Coming back to today's recipe - Neer Dosa or Pan Polo is easy to make. The batter is made by grinding rice and coconut together into a smooth paste. Not much planning is required since you don't have to ferment the batter. I generally soak the rice at night and grind it in the morning - batter is ready to use. Since the batter is not fermented, any tangy coconut chutney, or south Indian style chicken gravy dishes would pair very well with Neer Dosa. These days, some restaurants in Bangalore & Mangalore serve this delicacy for dinner.
When I talked about this dosa to my husband for the first time, he had never heard of Neer Dosa. But when he saw me making it, he understood what I was talking about - in their family it is called "Veeshi Dosa" because of the "veeshu" or twirl you do with the skillet to make the dosa/crepe. Sonshine loves it - but he calls it mask dosa. Why? Becasue once when I made it, the batter did not spread evenly on the skillet and the crepe ended up looking like a mask (with two eyes and a mouth). For a three year old, this was the ultimate crepe to eat. 🙂 . And the name stuck.
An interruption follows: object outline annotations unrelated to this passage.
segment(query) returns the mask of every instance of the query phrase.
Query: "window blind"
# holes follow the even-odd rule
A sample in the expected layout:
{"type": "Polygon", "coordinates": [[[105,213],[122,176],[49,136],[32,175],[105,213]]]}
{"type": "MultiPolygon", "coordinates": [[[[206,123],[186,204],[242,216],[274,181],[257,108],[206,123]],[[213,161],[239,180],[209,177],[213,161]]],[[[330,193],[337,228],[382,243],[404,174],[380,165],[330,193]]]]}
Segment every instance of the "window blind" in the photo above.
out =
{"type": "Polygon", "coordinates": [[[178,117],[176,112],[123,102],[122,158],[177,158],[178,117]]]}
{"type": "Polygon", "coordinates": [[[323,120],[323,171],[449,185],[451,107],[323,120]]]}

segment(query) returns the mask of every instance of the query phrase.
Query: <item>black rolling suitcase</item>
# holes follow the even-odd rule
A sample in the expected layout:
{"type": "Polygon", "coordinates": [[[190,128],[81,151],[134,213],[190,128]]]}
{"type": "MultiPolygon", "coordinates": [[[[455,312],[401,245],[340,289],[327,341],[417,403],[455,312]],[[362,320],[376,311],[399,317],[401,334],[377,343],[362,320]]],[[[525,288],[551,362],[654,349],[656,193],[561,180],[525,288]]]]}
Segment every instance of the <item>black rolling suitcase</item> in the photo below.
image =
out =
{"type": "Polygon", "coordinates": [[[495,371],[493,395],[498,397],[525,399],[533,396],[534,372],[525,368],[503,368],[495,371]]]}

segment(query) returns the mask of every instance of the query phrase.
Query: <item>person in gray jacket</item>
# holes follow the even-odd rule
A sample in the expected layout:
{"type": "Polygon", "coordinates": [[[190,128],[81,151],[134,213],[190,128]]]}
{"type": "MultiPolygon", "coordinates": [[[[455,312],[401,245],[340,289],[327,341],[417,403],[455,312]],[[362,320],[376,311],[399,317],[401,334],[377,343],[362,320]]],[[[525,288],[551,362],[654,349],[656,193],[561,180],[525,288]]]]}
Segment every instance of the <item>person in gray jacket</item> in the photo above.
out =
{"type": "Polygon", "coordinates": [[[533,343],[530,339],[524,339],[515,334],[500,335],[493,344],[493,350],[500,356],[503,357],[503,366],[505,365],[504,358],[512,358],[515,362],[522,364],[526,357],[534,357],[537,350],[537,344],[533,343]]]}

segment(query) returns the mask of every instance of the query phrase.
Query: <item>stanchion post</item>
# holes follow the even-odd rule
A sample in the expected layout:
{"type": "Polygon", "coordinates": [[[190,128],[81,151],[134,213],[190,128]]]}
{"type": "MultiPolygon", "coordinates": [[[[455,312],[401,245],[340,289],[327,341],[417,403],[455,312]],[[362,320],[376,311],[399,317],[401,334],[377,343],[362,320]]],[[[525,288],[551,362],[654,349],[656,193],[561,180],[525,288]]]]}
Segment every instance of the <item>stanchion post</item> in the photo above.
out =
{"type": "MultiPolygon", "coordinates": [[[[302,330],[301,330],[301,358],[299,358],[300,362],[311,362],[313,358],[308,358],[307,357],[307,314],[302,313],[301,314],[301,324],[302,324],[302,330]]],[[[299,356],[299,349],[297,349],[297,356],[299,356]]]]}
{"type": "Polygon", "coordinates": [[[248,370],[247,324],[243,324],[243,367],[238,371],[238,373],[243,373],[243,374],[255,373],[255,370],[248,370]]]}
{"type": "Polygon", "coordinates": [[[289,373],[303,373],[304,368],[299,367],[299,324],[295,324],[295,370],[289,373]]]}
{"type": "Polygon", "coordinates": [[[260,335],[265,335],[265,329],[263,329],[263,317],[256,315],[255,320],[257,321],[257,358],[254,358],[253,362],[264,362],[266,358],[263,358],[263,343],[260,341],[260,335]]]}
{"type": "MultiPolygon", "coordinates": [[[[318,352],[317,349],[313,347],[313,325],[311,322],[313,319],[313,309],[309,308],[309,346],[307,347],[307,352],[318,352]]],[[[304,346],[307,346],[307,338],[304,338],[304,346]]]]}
So each of us calls it differently, but we all love this dosa. It also goes well with sweetened coconut (either with sugar or jaggery).
- 2 cups Long Grained Rice See Recipe Notes
- ½ Cup Fresh Grated Coconut
- Salt to taste
- Oil for Greasing
- Rinse & Soak the rice for 5-6 hours.
- Grind the rice and coconut in a food processor or mixer-grinder using a little water at a time. You would need approximately 1 cup water for grinding. Grind to very smooth paste.
- Transfer the batter to a bowl, add salt and additional 1.25 cups of water to adjust the consistency. After adding 1.25 cups water, the batter should resemble milk.
- Heat a non-stick skillet (with handle) on medium high heat and grease with oil. Wipe away the excess oil using a kitchen towel, if required.
- Pour about ¼ cup of batter on to the hot skillet using a ladle.Unlike the plain dosa, you cannot spread this batter with the back of your ladle.
- Holding the skillet by handle, quickly twirl the skillet in the clock wise direction to make a very thin crepe.
- Drizzle a little oil on top of the crepe, cover with a lid and cook for a minute or two.
- Typically, the neer dosa is not flipped over. But, I flip the crepe over and cook for a few seconds.
- Place the crepe over a big inverted sieve or a colander to slightly cool it. This step prevents the crepes from sticking to each other on the serving plate.
- Serve with any tangy coconut chutney.